The Jakarta Post
Air Force commander Air Marshal Agus Supriatna has assured members of the Riau Islands Legislative Council (DPRD Riau) that Indonesia is ready to take control of the flight information region (FIR) over the province from Singapore.
The secretary of the council's Commission III on legal and security affairs, Surya Makmur Nasution said Supriatna told the DPRD members that the country was ready to handle the FIR when councilors arrive to visit the Air Force headquarters in Jakarta on Wednesday.
'Our equipment is ready to manage the civil flights. The Air Force commander told us that Indonesia is ready to take over and we would take control of it from Singapore in 2019,' Surya told The Jakarta Post on the sidelines of the meeting.
A FIR is a specified region of airspace in which flight information and alert services (ALRS) are provided. Singapore has been managing the FIR over the Riau Islands area since 1946. Indonesia has been trying since 1993 to take over the airspace without success.
Singapore controls the airspace that reaches 110 nautical miles from its position, covering Batam, Dumai and Natuna islands. The Singapore-controlled airspace is divided into three sectors: Sector A covers Batam airspace, Sector B covers Tanjung Pinang and Karimun and Sector C covers Natuna.
According to Surya, if the airspace control was fully returned to Indonesia, it would generate additional revenue for the Riau Islands from planes flying over the province before they landed in Singapore's Changi Airport.
'We saw the potential revenue for the province. But, firstly, we are pushing that the airspace be fully controlled by Indonesia,' he said.
Earlier, Batam's Hang Nadim International Airport general affairs head Suwarso said local authorities had followed up an instruction from President Joko 'Jokowi' Widodo who requested that Indonesia take over the FIR.
'It's now in process. The discussion [of the takeover] could be conducted as early as 2020, according to the schedule decided by ICAO [International Civil Aviation Organization],' Suwarso said.
As another step toward the FIR takeover, Indonesia had established special air navigation (AirNav) that managed airspace in the country, Suwarso added.
Since Jan. 1 this year, he said, Hang Nadim airport had collected flight service fees from Singapore worth an average Rp 3 billion (US$214,285) per month and handed over the money to AirNav.

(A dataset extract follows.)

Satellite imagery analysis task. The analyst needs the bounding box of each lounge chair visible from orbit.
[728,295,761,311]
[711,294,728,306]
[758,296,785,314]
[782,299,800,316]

'In the future, when the airspace is taken over, Indonesia will collect the service fee from planes flying over our airspace. The amount could be bigger [than Rp 3 billion],' he added.
Suwarso also said that state airport operators PT Angkasa Pura I and II had rejuvenated their air navigation equipment, giving training to officers who would control the airspace.
'Batam will become a base for the FIR control room,' he added.
The planned takeover was in accordance with Law No. 1/2009 on aviation, which stipulates that airspace above Indonesia must be controlled by the Indonesian government and that the country must take back airspace controlled by foreign parties within 15 years from the law being enacted.
Indonesia has reportedly held meetings with Singapore dozens of times, asking the city state to return control of the airspace. But the meetings had been fruitless as Indonesia had not been capable of lobbying the neighboring country, sources in Hang Nadim airports said.